Primate procedures were approved by the Oregon National Primate Research Center Animal Care and Use Committee and carried out according to the National Institutes of Health Guidelines for the Care and Use of Mammals in Neuroscience and Behavioral Research. The procedures are described in detail in SI Methods. Cynomolgus monkeys were induced to drink up to 1.5 g · kg⁻¹ · d⁻¹ of 4% (w · v⁻¹) ethanol (diluted with water) by schedule-induced polydipsia in a method previously described (5–7). Thereafter, monkeys were allowed free access to 4% ethanol and water for 22 h/d(11:00 AM to 9:00 AM). The quantity of self-administered ethanol was measured daily by mass displacement. After 1 y of chronic intoxication, CI monkeys were killed and necropsied. RSA monkeys initially self-administered ethanol as in the protocol for CI monkeys and then were given an additional 4 mo of open access followed by 28 d of abstinence; this sequence was repeated two more times before necropsy.

Brainstem Slice Preparation and Whole-Cell Recording.
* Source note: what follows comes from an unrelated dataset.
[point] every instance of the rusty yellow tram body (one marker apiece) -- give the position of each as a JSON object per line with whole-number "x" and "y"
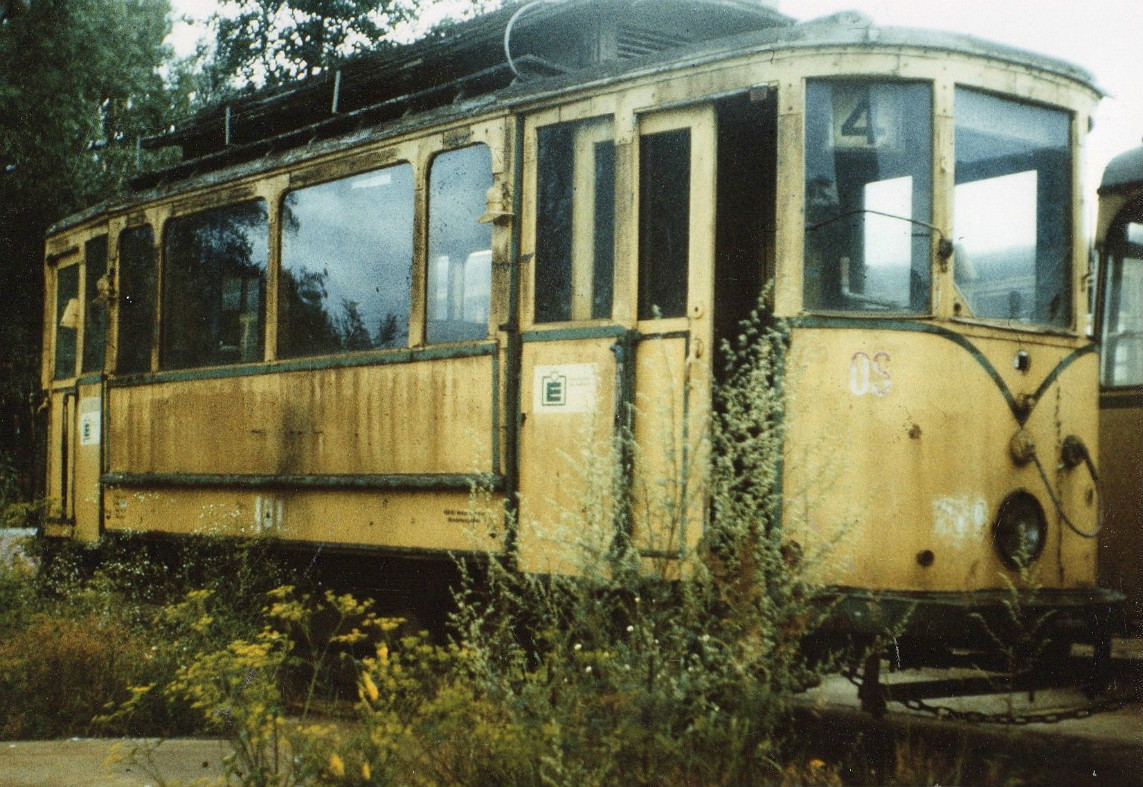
{"x": 1119, "y": 320}
{"x": 460, "y": 263}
After ketamine sedation, animals were intubated and maintained on a mixture of 1 L O₂ and room air in order to ensure O₂ saturation. Sodium pentobarbital was given to establish deep anesthesia, during which the calvaria was removed, and the brain with dura intact was exposed. The monkeys then were perfused through the heart with cold, oxygenated artificial cerebrospinal fluid (ACSF). The brain was removed within 5 min after death and was prepared for electrophysiology.

Slices were submerged in a recording chamber perfused with room-temperature ACSF. After a gigaohm seal was established, signals were amplified and digitized. Voltage-clamp recordings were obtained using a holding potential of −60 mV and were discontinued if the leak was >20% of control.